La construction d’un rông demande beaucoup de temps, car il faut au préalable partir à la recherche du lim, du sindora ou d’autres bois précieux qui sont indispensables aux travaux. Le rông se caractérise par une grande toiture très inclinée dont la hauteur atteint une vingtaine de mètres, comme pour mieux exposer la puissance et la prospérité du village aux yeux de tous. Cette toiture géante est quant à elle soutenue par un système de colonnes, façonnées avec des troncs insérés les uns aux autres à la diagonale. Ce genre de support renforce la résistance de tout l’édifice, mieux à même, ainsi, de faire face aux caprices de dame nature.

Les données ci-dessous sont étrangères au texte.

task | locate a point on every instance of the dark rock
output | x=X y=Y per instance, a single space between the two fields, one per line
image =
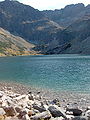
x=10 y=111
x=79 y=118
x=44 y=116
x=76 y=111
x=39 y=108
x=57 y=111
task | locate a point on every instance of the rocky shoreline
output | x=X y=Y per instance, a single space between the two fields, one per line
x=19 y=102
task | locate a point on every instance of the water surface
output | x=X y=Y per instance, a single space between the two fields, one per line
x=57 y=72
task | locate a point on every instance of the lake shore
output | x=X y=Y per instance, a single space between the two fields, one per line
x=20 y=102
x=65 y=97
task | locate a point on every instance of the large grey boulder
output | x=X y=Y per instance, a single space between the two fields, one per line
x=75 y=110
x=44 y=115
x=39 y=108
x=57 y=111
x=2 y=112
x=10 y=111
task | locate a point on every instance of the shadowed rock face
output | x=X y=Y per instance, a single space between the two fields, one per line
x=27 y=22
x=53 y=32
x=11 y=45
x=68 y=15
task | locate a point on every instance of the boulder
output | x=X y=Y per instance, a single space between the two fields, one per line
x=76 y=111
x=87 y=114
x=25 y=117
x=2 y=112
x=39 y=108
x=21 y=114
x=57 y=111
x=58 y=118
x=10 y=111
x=79 y=118
x=44 y=115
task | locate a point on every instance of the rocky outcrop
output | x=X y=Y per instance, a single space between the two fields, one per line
x=11 y=45
x=15 y=106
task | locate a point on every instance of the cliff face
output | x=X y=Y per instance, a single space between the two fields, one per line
x=52 y=32
x=11 y=45
x=27 y=22
x=68 y=15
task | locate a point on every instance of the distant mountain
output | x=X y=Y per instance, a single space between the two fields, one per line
x=52 y=32
x=68 y=15
x=76 y=39
x=27 y=22
x=11 y=45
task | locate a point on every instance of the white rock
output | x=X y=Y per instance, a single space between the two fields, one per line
x=2 y=112
x=25 y=117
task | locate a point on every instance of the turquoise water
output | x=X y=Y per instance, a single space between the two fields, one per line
x=58 y=72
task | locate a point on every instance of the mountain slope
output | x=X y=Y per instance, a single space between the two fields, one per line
x=11 y=45
x=27 y=22
x=76 y=39
x=68 y=15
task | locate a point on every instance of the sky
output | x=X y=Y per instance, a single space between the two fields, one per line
x=52 y=4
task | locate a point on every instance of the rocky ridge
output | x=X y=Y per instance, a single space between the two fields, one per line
x=11 y=45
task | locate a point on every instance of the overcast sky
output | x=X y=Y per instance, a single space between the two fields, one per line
x=52 y=4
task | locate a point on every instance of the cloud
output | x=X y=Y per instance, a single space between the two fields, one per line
x=52 y=4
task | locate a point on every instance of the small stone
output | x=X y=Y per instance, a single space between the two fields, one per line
x=39 y=108
x=57 y=111
x=18 y=109
x=2 y=112
x=10 y=111
x=31 y=97
x=76 y=111
x=31 y=112
x=41 y=116
x=87 y=114
x=21 y=114
x=25 y=117
x=1 y=95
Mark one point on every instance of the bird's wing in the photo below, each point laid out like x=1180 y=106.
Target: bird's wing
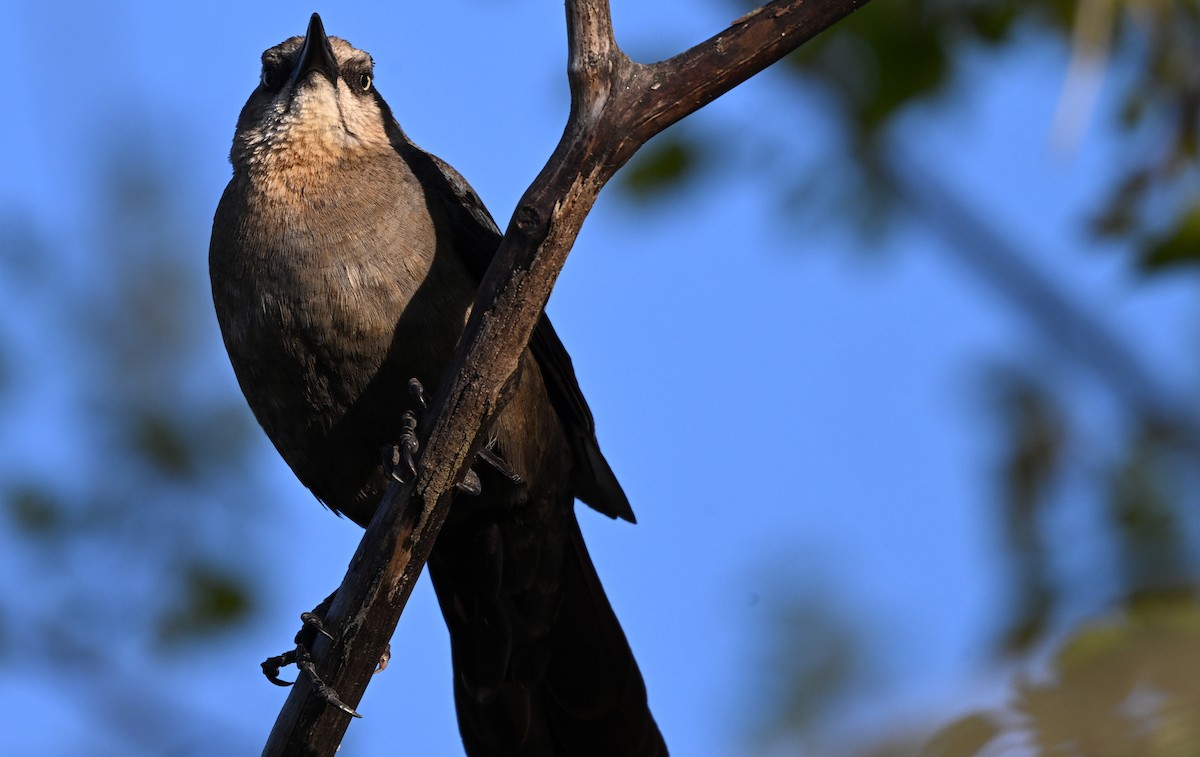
x=477 y=238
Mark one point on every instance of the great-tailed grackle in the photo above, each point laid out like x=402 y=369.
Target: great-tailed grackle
x=345 y=262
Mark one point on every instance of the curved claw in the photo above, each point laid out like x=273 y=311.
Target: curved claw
x=418 y=392
x=315 y=622
x=383 y=660
x=271 y=667
x=304 y=662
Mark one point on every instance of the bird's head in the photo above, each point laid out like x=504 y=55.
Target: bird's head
x=315 y=103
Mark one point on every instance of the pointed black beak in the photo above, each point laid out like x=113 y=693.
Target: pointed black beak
x=316 y=54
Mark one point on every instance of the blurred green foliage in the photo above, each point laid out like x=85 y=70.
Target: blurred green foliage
x=894 y=58
x=136 y=504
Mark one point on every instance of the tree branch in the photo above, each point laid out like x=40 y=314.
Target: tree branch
x=616 y=107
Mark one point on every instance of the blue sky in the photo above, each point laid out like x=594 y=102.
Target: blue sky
x=786 y=413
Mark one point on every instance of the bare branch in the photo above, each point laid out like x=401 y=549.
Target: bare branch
x=616 y=107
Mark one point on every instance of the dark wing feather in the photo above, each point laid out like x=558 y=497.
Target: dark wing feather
x=477 y=240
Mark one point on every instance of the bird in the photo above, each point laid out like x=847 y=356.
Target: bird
x=343 y=264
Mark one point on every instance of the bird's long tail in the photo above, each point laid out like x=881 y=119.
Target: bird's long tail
x=543 y=673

Le plancher est bâti sur pilotis, à environ deux mètres du sol. Deux escaliers permettent d’y accéder, l’un à gauche réservé aux hommes, avec sept marches, et l’autre à droite, destiné aux femmes, avec neuf marches au total. Mais il en existe un troisième, installé entre les deux premiers, réservé exclusivement aux patriarches lors des cérémonies rituelles.

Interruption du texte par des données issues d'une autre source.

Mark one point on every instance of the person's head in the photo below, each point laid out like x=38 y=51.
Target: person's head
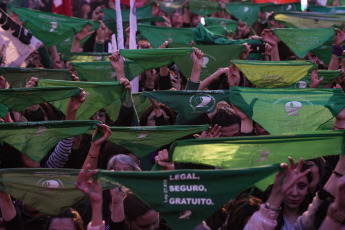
x=229 y=121
x=122 y=162
x=177 y=19
x=240 y=210
x=138 y=215
x=147 y=118
x=69 y=219
x=298 y=191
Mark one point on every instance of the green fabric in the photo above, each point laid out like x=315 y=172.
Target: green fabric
x=274 y=73
x=140 y=106
x=203 y=8
x=36 y=139
x=98 y=95
x=158 y=35
x=155 y=58
x=288 y=110
x=301 y=41
x=169 y=7
x=48 y=190
x=324 y=52
x=296 y=6
x=190 y=103
x=142 y=141
x=230 y=25
x=327 y=9
x=18 y=77
x=246 y=12
x=102 y=71
x=85 y=57
x=3 y=111
x=169 y=191
x=19 y=99
x=329 y=76
x=51 y=29
x=253 y=151
x=215 y=56
x=309 y=20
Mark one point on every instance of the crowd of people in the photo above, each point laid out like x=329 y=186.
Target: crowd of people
x=309 y=194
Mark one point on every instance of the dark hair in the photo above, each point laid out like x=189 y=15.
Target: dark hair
x=146 y=113
x=134 y=207
x=304 y=205
x=240 y=210
x=224 y=118
x=69 y=213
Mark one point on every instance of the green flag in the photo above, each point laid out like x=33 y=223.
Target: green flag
x=247 y=12
x=3 y=110
x=158 y=35
x=274 y=73
x=190 y=103
x=102 y=71
x=18 y=77
x=328 y=77
x=324 y=52
x=229 y=25
x=288 y=110
x=187 y=197
x=301 y=41
x=142 y=141
x=169 y=7
x=50 y=28
x=155 y=58
x=48 y=190
x=253 y=151
x=295 y=6
x=36 y=139
x=203 y=8
x=21 y=98
x=215 y=56
x=85 y=57
x=98 y=95
x=309 y=20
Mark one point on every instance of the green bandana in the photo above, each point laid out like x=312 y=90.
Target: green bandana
x=50 y=28
x=18 y=77
x=229 y=25
x=282 y=7
x=190 y=103
x=328 y=75
x=274 y=73
x=155 y=58
x=301 y=41
x=36 y=139
x=253 y=151
x=187 y=197
x=215 y=56
x=98 y=95
x=142 y=141
x=169 y=7
x=19 y=99
x=288 y=110
x=102 y=71
x=48 y=190
x=85 y=57
x=246 y=12
x=203 y=8
x=158 y=35
x=309 y=20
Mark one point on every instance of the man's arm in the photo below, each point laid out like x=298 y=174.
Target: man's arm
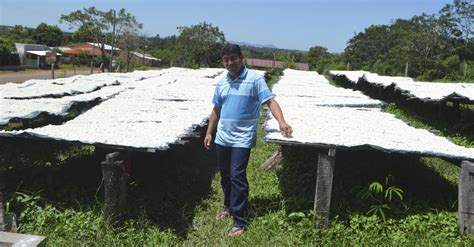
x=212 y=125
x=285 y=129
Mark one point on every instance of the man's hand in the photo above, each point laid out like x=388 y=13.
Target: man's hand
x=285 y=129
x=207 y=141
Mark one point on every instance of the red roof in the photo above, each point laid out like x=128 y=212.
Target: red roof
x=273 y=64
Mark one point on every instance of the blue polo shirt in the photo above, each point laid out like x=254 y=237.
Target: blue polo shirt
x=240 y=101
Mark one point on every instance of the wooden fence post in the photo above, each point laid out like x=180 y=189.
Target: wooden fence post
x=466 y=198
x=322 y=197
x=2 y=217
x=115 y=186
x=465 y=69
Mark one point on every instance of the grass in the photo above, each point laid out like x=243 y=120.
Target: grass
x=55 y=188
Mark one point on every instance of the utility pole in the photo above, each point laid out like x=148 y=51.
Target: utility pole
x=144 y=50
x=113 y=42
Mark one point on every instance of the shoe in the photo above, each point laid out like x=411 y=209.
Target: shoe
x=224 y=213
x=235 y=231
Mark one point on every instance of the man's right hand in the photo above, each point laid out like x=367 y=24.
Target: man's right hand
x=207 y=141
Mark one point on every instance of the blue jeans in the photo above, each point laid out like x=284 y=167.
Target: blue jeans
x=233 y=165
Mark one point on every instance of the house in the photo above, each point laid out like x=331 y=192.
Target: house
x=145 y=59
x=34 y=55
x=93 y=49
x=266 y=63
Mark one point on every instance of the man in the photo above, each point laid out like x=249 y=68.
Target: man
x=237 y=101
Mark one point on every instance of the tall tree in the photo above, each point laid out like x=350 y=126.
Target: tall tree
x=99 y=24
x=19 y=34
x=48 y=34
x=200 y=45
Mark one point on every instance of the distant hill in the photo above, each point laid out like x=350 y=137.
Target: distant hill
x=253 y=45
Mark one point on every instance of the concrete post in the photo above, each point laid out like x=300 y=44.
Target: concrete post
x=322 y=197
x=115 y=187
x=466 y=198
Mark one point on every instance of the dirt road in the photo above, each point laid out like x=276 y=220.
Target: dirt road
x=21 y=76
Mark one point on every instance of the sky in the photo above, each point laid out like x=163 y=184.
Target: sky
x=287 y=24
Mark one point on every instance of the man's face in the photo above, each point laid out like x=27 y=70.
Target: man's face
x=233 y=63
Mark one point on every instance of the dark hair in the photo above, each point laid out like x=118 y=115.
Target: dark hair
x=230 y=49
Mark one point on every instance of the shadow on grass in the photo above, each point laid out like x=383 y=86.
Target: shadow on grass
x=261 y=206
x=59 y=172
x=424 y=189
x=166 y=186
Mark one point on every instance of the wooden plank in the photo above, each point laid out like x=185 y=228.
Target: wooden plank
x=322 y=197
x=271 y=164
x=466 y=198
x=115 y=187
x=15 y=239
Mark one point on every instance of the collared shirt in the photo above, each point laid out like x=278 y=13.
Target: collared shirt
x=240 y=101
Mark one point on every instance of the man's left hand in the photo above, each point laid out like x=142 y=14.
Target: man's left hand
x=285 y=130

A l'intérieur de cette grande case sur pilotis, on retrouve non seulement des lits de camp, des bancs et une rangée de foyers, mais aussi des trophées de chasses accrochées aux corniches intérieures. Nguyen Hoàng Tân, un touriste : «C’est authentique et charmant, aussi bien au niveau de l’architecture qu’à celui de l’ameublement. C’est très intimiste. J’ai aussi essayé de frapper les gongs exposés là-dedans. C’est vraiment impressionnant, cette culture bahnar.»
Oeuvre d’art à part entière, le rông fait la fierté des Bahnar. Mais c’est aussi un patrimoine à préserver. Or, au fil du temps et surtout des mutations nées de l’urbanisation galopante et des bouleversements sociaux de ces dernières années, certains rôngs sont tombés à l’abandon. Heureusement, les autorités locales, conscientes de l’importance patrimoniale de ces maisons, ont pris les mesures adéquates pour en assurer la préservation. Dans la province de Kon Tum, le comité du Parti a même adopté une résolution grâce à laquelle presque tous les rôngs ont pu retrouver leur éclat original. Dans la capitale, même, le gouvernement a invité les artisans Bahnars à reconstruire un rông authentique au sein du Musée d’ethnographie. Luu Hung, folkloriste, également directeur adjoint du musée: «Certains éléments culturels, dont le rông traditionnel des Bahnars risquent de disparaître au fil du temps. Faute des moyens de préservation, cette architecture ancestrale des Bahnars ne serait qu’une auréole du passé. Ce serait extrêmement regrettable, je dois dire !»
Les rông constituent en effet l’âme des Bahnar. Les préserver, c’est préserver le coeur-même des villages, l’endroit où sont gardées les vieilles légendes. Grâce à leurs rôngs, les villageois ont un repère dans leur vie spirituelle : tout en restant profondément attachés à leurs traditions ancestrales, ils peuvent ainsi vivre pleinement le temps présent.